Autor: Geraldo Medeiros Jr.
Época longínqua aquela em que a Terra descansava com a face voltada para o sol. Milhares de anos de existência esculpiram o cenário. O céu não era totalmente azul. A nordeste era negro, e em meio à escuridão, via-se o brilho pálido de estrelas brancas. Ao centro, a cor mudava para o vermelho sangue, sem estrelas. E a sudeste, um escarlate diáfano, cortado pelo horizonte plano que servia de base para o gigantesco arco do Sol, laranja e estático. O mar fazia a paisagem brilhar de forma suja. Não havia arrebentação ou ondas, pois, sequer uma leve brisa soprava. O movimento da água mais parecia um tranquilo respirar. Quebrando a visão opressiva, movia-se uma figura, um ser que à distância, lembrava remotamente um primata antigo, mas de dimensões avantajadas.
Metodicamente caminhava e parava para colher algo na areia. O brilho do horizonte ofuscava os detalhes do seu corpo, até que, ao recuar para o interior da margem, longe do espelho d'água, surgiu uma figura forte, de pele grossa, escura e coberta por uma lanugem bege clara. Destacavam-se da fisionomia simiesca, os vivos e brilhantes olhos. Contrariando a aparência, o ritmo de seus movimentos era bem refinado.
Insistentemente prosseguia, a esmiuçar a areia com dedos grossos e ásperos, porém precisos. Procurava por algo naquele fim de tarde que parecia interminável. A cada achado, resmungava numa língua própria, até que, finalmente a exploração cessou. Ao colocar a última concha na bolsa de couro coberta de escamas, como o de um réptil, retornou para o local de onde viera. Não ficava longe da praia.
Na tribo, as fêmeas eram tão fortes quanto os machos, porém menores. Controlavam a sociedade numa espécie de sistema matriarcal. Uma delas, ao ver aquele macho retornar da praia, correu em sua direção a chamar várias vezes: - Naak, Naak! Ao ouvi-la, ergueu os olhos em direção à ela e abriu a boca, a exibir um grotesco esboço de sorriso.
A fêmea precipitou-se a abraçá-lo, e nas pontas dos pés cheirou-o frenética e carinhosamente. Ele retribuiu e foi logo mostrando a bolsa cheia de conchas multicoloridas. Entregou-a e pronunciou a palavra Luha. Este devia ser seu nome, pois, uma fêmea mais velha, ao longe, gritou a mesma palavra e ela, ainda abraçada a Naak, virou-se para atender ao chamado. Parecia haver um laço parental entre as duas, talvez fosse a sua mãe. Com um gesto brusco de mão, a velha sinalizou para que ela retornasse à cabana. Luha olhou para Naak com ternura, e despediu-se, levando consigo a bolsa.
Diferente dos demais integrantes da tribo, Naak era pensativo. Não se preocupava somente com a sobrevivência.

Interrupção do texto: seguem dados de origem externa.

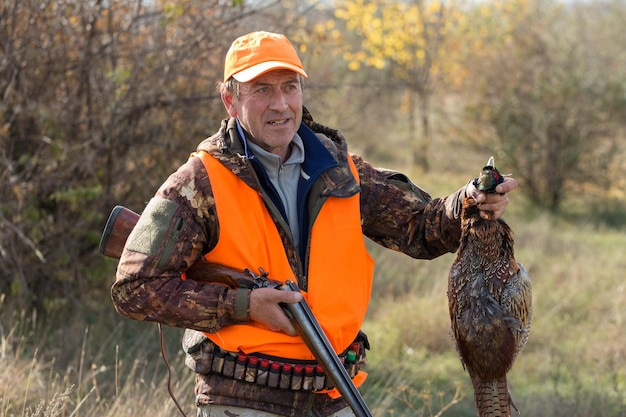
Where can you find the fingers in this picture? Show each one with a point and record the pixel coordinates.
(493, 204)
(265, 308)
(507, 186)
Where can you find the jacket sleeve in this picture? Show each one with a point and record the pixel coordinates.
(403, 217)
(177, 226)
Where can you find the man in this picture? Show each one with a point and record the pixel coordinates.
(278, 194)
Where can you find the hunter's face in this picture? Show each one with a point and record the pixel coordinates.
(269, 109)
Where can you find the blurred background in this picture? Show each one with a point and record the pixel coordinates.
(101, 100)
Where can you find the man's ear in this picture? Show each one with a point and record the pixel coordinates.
(227, 99)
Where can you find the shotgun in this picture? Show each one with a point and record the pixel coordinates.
(121, 223)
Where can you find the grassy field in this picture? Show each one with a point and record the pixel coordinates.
(574, 364)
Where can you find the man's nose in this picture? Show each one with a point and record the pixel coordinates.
(278, 100)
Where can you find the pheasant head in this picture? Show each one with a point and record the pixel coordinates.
(489, 178)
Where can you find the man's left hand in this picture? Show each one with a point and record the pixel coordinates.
(493, 203)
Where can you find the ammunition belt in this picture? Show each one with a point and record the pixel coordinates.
(270, 371)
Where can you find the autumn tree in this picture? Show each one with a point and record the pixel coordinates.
(548, 79)
(99, 102)
(406, 39)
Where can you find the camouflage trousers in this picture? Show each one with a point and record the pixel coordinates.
(230, 411)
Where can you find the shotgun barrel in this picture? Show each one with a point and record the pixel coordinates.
(121, 223)
(311, 332)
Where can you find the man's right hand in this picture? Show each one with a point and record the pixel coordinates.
(265, 308)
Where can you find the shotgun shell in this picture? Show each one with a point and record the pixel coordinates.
(229, 365)
(263, 372)
(274, 376)
(285, 376)
(252, 369)
(318, 383)
(240, 367)
(309, 376)
(218, 361)
(296, 377)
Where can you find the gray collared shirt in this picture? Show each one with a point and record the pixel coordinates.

Fazia diariamente suas caminhadas solitárias, mergulhado em reflexões e, sempre que possível, passava horas a observar com assombro as estrelas. Acreditava que um dia desvendaria seus mistérios. Mas algo o inquietava mais do que o espaço. Histórias contadas pelo seu povo mencionavam deuses que caminharam sobre a Terra há milhares de anos. Naak imaginava se aquilo poderia ser verdade ou se se trataria somente de uma superstição: "Por que os deuses nos abandonaram"? – Perguntava-se com crescente angústia no peito.
Certo dia, para aliviar a sede de saber, Naak teve a ideia de conversar com a sábia da tribo. Se mito ou não, diziam que ela era portadora de segredos milenares. De fato, a idade avançada e experiência, tornava-a conhecedora suprema dos mais herméticos mistérios. No entanto, questioná-la sobre tais lendas poderia soar como uma transgressão, uma violação do conhecimento sagrado, ou até mesmo ser tomado como um ato de desafio aos deuses. Mesmo assim, Naak ficou ansioso para conversar com ela. Desejava expôr suas dúvidas, suas inquietações. Tinha de saber mais sobre as origens da tribo.
Pois, é costume da sábia isolar-se para meditar. Quem sabe Naak pudesse aproveitar tal momento para falar com ela. No entanto, em situações assim, temida por seus poderes mágicos, ninguém ousaria perturbá-la. Isso porque passava horas em transe para buscar orientação junto aos deuses. Segundo ela mesma, são eles que ditam as leis que regem a vida da tribo. Portanto, quem tentar quebrar a concentração do único elo entre o divino e a tribo, correrá o risco de ser vítima de uma terrível maldição.